Thermal power station
- Primary fuel: Coal

Power generation
- Nameplate capacity: 2000 MW

= Jimah Power Plant =

Thermal power station in Malaysia

Jimah Power Plant (also known as Jimah East Coal-Fired Power Plant or Stesen Janakuasa Tuanku Muhriz) is a 2 GW ultra-supercritical coal-fired power station situated in Port Dickson District, Malaysia.

== History ==
In February 2014, Suruhanjaya Tenaga awarded the 2 GW thermal power project to a joint venture between 1Malaysia Development Berhad and Mitsui.
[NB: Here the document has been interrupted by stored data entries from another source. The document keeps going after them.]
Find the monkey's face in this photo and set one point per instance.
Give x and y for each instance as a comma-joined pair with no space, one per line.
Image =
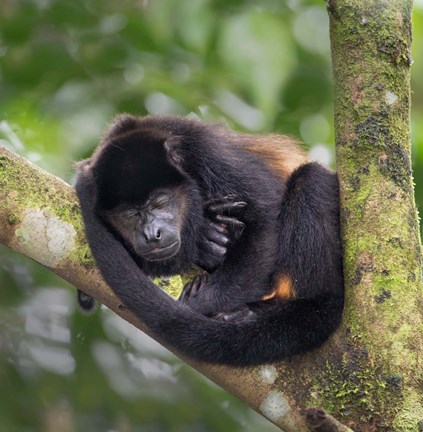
153,228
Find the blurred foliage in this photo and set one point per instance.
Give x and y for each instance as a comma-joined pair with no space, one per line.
66,67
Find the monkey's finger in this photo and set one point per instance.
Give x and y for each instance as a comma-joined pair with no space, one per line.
220,199
227,207
217,234
227,220
243,314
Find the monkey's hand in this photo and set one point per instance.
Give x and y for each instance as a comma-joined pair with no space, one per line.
221,229
199,295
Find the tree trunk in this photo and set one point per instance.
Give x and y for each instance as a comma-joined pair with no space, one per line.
369,374
383,370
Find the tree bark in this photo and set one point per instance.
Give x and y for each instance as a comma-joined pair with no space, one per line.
371,43
369,375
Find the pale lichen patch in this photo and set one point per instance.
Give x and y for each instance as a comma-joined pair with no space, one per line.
274,406
54,238
268,374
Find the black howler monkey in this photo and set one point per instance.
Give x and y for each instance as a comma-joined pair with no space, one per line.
279,289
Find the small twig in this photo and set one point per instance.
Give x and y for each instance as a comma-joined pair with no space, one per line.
320,421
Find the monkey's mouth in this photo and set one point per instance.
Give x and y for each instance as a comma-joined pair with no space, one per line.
164,253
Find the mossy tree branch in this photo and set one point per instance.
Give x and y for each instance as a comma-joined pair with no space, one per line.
370,373
371,43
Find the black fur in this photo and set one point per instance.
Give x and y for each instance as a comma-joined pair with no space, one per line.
292,229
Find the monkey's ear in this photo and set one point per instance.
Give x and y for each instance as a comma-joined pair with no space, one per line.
172,146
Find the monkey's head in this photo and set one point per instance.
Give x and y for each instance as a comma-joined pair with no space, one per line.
152,228
146,199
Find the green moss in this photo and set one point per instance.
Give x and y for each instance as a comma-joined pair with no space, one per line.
12,219
355,386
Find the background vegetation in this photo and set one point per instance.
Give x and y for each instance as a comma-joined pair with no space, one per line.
66,68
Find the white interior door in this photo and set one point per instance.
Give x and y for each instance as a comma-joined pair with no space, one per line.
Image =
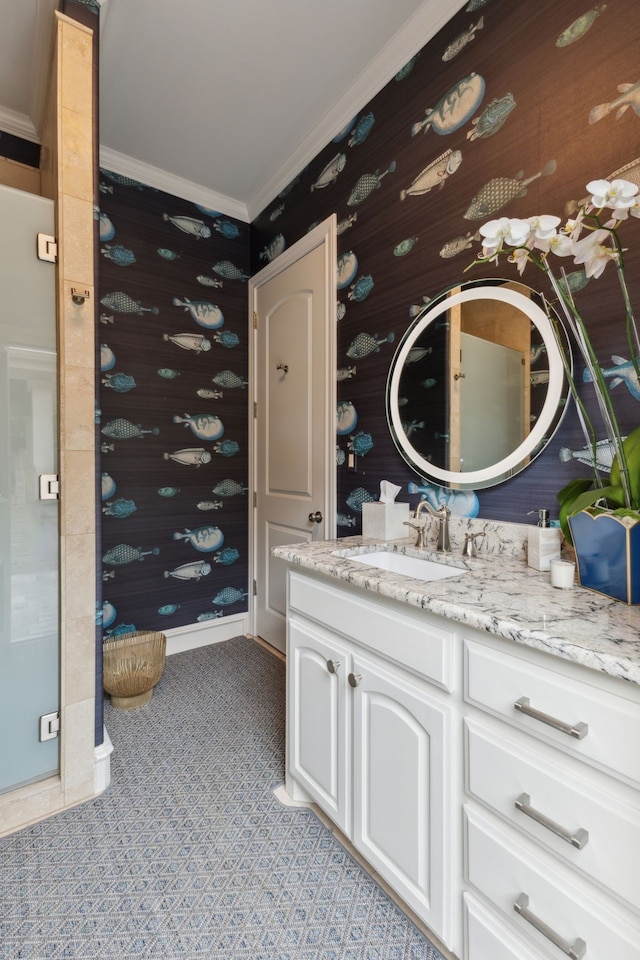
294,424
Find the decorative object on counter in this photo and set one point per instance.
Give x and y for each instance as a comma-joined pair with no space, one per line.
563,574
384,519
608,553
591,239
132,666
543,542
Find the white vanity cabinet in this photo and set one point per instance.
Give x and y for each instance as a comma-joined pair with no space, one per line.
552,807
368,735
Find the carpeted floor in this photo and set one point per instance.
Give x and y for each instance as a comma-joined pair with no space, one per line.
188,855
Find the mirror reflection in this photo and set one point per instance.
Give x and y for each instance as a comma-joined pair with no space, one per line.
476,388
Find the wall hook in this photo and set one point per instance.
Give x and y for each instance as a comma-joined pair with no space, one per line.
79,296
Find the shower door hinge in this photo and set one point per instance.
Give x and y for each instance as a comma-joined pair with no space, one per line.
49,486
49,726
47,248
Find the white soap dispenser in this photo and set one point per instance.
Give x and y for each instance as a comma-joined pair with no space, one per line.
543,542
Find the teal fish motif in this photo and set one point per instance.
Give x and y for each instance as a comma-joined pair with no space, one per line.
227,339
189,456
190,571
122,303
367,183
579,27
190,225
227,229
228,448
461,41
497,193
119,255
205,426
206,314
229,488
108,486
121,429
107,358
228,270
120,382
361,130
330,172
168,609
435,174
123,553
361,289
629,97
346,417
404,247
365,343
188,341
361,443
227,556
229,595
121,509
204,539
359,496
229,380
453,110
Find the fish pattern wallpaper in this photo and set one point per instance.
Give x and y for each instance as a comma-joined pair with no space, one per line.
510,110
173,409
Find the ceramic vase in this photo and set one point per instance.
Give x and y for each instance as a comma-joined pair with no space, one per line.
608,553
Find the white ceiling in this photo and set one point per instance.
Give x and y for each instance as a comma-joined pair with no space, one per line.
221,101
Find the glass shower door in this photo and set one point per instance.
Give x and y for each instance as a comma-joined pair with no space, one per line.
29,528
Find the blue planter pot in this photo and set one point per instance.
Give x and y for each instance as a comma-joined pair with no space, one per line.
608,554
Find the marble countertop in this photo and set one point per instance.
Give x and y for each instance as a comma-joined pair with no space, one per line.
498,594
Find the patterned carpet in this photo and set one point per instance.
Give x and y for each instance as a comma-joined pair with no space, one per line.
188,855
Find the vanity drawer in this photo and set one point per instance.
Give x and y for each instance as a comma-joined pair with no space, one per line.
598,726
508,869
601,829
408,638
488,938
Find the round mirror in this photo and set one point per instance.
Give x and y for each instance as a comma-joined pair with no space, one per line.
477,386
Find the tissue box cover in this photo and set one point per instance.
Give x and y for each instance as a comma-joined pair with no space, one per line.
384,521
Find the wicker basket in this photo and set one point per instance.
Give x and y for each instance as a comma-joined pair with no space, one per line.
132,665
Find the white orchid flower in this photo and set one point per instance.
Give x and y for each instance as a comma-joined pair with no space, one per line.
591,252
617,194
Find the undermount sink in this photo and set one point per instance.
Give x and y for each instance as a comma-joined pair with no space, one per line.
417,567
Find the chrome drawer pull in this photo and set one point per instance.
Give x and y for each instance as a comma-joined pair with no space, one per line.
577,839
577,730
574,950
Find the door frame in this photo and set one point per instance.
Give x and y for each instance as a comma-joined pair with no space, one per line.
325,234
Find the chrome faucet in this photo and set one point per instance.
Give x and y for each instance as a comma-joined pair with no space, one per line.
442,513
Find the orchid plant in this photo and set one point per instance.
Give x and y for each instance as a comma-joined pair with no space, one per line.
591,239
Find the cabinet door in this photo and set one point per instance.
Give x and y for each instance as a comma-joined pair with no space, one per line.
318,746
401,789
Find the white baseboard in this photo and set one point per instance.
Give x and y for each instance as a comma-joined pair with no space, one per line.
102,764
202,634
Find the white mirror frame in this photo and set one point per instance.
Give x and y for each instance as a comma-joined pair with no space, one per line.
512,464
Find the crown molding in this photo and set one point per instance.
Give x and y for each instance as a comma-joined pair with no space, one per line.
169,183
416,32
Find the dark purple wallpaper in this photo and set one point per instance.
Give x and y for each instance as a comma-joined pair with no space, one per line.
491,118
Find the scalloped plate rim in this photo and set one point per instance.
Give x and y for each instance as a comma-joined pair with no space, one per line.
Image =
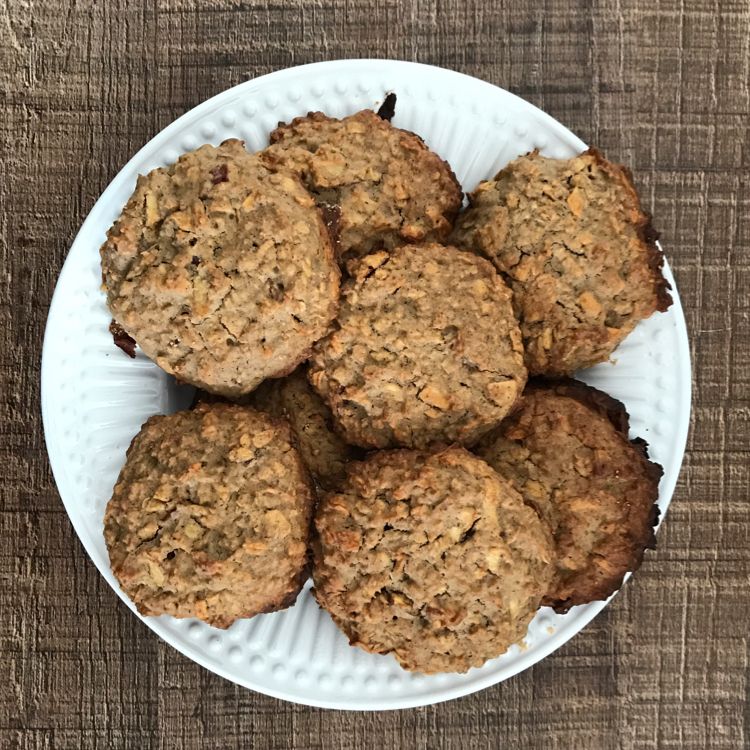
483,678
In July 2015, Tenaga Nasional acquired a 70% stake from 1MDB, and in January 2016, Mitsui sold a 15% stake to Chugoku Electric Power Company. Construction began in 2015, with the first unit of the Jimah East power plant starting operations in August 2019, and the second in December 2019.

== Operations ==
The power station consists of two 1,000 MW ultra-supercritical coal-fired units, each with a once-through boiler and a 3000 rpm steam turbine operating at 603 °C and 270 bar. The units feature water-cooled stator, hydrogen-cooled rotor generators, a 160 m-high chimney with 9.1 m internal diameter, and on-site ash storage facilities. Emissions control includes seawater flue-gas desulfurization and electrostatic precipitators. The station has a coal loading jetty for large capesize bulk carriers.

== Accidents ==

- On the early morning of 2 February 2017, during the construction phase, a transformer in Unit 1 at the plant's switchyard burst and caught fire. No casualty reported.